I nodded my head to the man who’d told his own story to the court. He nodded back. That much passed between us. Like him, I knew I could be objective, too. People are people, lots of cops can do their jobs without prejudice and personal animus.

It was the prosecutor’s turn to address us. He repeated what we’d been told about the law. And then added something I just couldn’t make sense of. Even now I have to approximate what he said, or claimed, because it remains a confusion in my mind.

He wanted to make sure, he said, that everyone understood the difference between a DUI charge and the proof of drunkenness. He said the case was not about being drunk.

I said I didn’t understand, and he pretty much settled for repeating himself. Though I’m sure I said no more, I suspect it was clear to him that the distinction still made no sense to me.

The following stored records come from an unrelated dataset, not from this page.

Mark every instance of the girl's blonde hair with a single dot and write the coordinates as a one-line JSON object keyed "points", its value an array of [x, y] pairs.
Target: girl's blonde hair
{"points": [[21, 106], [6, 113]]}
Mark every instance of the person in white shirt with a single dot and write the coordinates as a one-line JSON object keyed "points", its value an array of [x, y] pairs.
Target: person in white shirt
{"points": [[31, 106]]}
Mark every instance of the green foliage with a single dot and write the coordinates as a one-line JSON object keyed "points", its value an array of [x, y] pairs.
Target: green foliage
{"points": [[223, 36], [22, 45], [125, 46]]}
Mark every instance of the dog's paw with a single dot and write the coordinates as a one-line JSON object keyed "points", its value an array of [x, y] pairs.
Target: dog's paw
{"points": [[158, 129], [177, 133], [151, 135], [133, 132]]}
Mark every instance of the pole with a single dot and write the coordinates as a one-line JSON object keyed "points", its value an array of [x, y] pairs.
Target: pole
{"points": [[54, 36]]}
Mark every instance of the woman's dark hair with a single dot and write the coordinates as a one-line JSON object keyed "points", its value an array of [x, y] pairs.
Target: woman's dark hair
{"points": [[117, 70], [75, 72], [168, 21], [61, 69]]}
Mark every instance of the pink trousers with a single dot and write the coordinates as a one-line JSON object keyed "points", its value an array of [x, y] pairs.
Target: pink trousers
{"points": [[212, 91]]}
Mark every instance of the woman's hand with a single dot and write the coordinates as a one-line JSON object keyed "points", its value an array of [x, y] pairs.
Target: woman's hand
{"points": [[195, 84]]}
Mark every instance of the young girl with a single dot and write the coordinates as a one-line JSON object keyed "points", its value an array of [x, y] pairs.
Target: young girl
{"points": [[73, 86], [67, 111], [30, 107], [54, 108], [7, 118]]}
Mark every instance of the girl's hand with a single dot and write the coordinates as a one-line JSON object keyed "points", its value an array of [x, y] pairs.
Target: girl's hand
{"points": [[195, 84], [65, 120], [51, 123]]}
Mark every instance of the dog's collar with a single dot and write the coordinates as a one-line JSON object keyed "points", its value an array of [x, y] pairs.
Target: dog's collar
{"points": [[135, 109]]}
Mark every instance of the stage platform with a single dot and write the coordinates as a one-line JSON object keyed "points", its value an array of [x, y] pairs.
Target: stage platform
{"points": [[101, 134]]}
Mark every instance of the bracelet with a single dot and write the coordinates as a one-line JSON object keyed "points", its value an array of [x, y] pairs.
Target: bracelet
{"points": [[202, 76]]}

Judge Sturgeon asked if anyone had more doubts about their capacity to judge the case or trouble understanding the nature of what had already been raised. No one said anything.

He turned to the woman with heart pangs and asked how she felt, and she admitted she was still having difficulties as she listened to what was happening in the room. He excused her. He also excused the man who’d said his daughter’s arrest made him feel ill-equipped for the trial.

Then the peremptory challenges began, and the judge extended his hand to the DA’s table. The deputy had had trouble finding my name throughout the morning and afternoon but this time he knew it. It seemed to me he jumped to the mike and announced very loudly, “Dorn.”

I went downstairs, unsure I had to sign out at the jury selection office, and turn my juror’s badge in. No one around me could tell me and I was about to leave to catch the bus and I heard the brother who’d told his story about the stop he’d experienced call out to me. He’d been dismissed too, just after I was.

“You gotta check out.” He must have seen I still had the badge on. I gave up the badge and we walked out together, starting with some ironies about what could be known and what couldn’t but that it all seemed somehow familiar, too familiar.

“But, you know, justice is blind,” I said.

“Yeah, but I’d just like to see some,” he said.

{ 3 comments… read them below or add one }

Jan Michael Sauer August 28, 2015 at 5:23 pm

Thank you for mentioning Ed Lawson. He is a true American hero ! Every American should know his story and more importantly the civil liberties/civil rights ramifications of his victory. Certainly every peace officer should be taught his story. He is one of my all time favorite Americans.


Frances O'Neill Zimmerman August 28, 2015 at 6:11 pm

Wonderful story. I can’t figure out that distinction between a DUI charge and proof of drunkenness, either. Maybe they mean the alcohol proof label on the bottle of Jack Daniels? (Mysterious and serious deliberations happen in court. But there is too much waiting around.) I loved the story of the walker who was told by a cop that he resembled a man with one leg. We need body cams on our police officers. We need a police chief who is not an insider. But good we have citizens like Dorn who show up for jury duty, while knowing it is likely they will be kicked by some smart ADA.


cc August 31, 2015 at 11:00 am

you can get a DUI without being drunk. If you are .01 and blow a stop sign they could technically give you a DUI.

Not sure if that is what they meant. But someone blowing a .15 trying to get off on a technicality would piss me off.